PROCEDUR TEXT HOW TO MAKE SOUP CREAM CORN CHOWDER




ingredients :

  • 1 teaspoon margarine for sauteing
  • 100 grams onion bombay, thinly sliced
  • 200 grams carrot, peeled, transverse , flower shape
  • 150 grams of small mushroom 
  • 1 box of instant flavored chicken broth
  • 1 1/2 teaspoon salt
  • 1 chicken egg,  shake off
broth
  • 200 gram chicken breast filet
  • 2 box broth chicken
  • 1 sprig of shallot, cut 2
  • 1 piece (100 gram) onion bombay, cut 2
  • 1 celery stalk
  • 1  pelled, cut 2
how to cook
  • broth : boil chicken meat with broth, spring onions,onions, celery, and carrots to boil and tender chicken. lift set aside chicken
  • diced 2 cm, set aside, strain the stock
  • boil back the broth, put the corn kernels. cook until corn is soft, raise the corn, let it cool.

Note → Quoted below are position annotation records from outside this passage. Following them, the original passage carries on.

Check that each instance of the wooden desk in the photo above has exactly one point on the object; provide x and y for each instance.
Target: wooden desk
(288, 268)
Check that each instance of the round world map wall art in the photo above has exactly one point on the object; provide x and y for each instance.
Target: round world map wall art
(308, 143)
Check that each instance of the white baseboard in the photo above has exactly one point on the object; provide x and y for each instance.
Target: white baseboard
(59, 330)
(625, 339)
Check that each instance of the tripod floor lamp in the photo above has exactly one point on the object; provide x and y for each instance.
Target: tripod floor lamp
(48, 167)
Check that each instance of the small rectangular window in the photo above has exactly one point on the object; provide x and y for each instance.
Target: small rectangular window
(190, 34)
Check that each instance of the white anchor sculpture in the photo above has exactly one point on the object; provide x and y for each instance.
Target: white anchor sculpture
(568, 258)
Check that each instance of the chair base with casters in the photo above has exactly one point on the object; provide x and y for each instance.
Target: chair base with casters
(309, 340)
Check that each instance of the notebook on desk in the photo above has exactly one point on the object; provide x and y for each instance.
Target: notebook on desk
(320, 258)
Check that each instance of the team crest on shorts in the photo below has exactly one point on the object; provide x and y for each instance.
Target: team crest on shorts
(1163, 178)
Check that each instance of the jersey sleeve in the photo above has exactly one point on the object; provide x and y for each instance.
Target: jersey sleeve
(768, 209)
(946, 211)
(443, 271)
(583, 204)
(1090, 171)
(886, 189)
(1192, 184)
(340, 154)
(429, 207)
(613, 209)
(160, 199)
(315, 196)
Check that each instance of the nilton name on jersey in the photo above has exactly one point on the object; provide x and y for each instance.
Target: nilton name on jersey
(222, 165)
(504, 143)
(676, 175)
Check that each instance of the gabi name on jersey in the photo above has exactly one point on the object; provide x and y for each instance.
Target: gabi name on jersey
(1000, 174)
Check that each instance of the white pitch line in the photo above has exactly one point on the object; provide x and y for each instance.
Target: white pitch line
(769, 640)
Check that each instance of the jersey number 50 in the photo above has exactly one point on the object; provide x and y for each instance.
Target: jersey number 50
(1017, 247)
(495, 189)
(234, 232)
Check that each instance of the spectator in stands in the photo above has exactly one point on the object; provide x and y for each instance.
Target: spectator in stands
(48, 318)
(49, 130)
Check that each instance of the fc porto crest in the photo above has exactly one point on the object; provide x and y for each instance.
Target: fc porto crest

  • put it into a blender bowl, process until smooth, pour into the broth, stretch it back to boiling, set aside
  • heat margarine, stir -fry onions until it's wilted. pour into corn soup. add carrots, cook until soft carrots.
  • enter mushroom, instant broth, salt, pepper, nutmeg, and sugar, stir well. bring to a boil
  • pour the eggs shake little bylittle while stirring until filamentous, lift.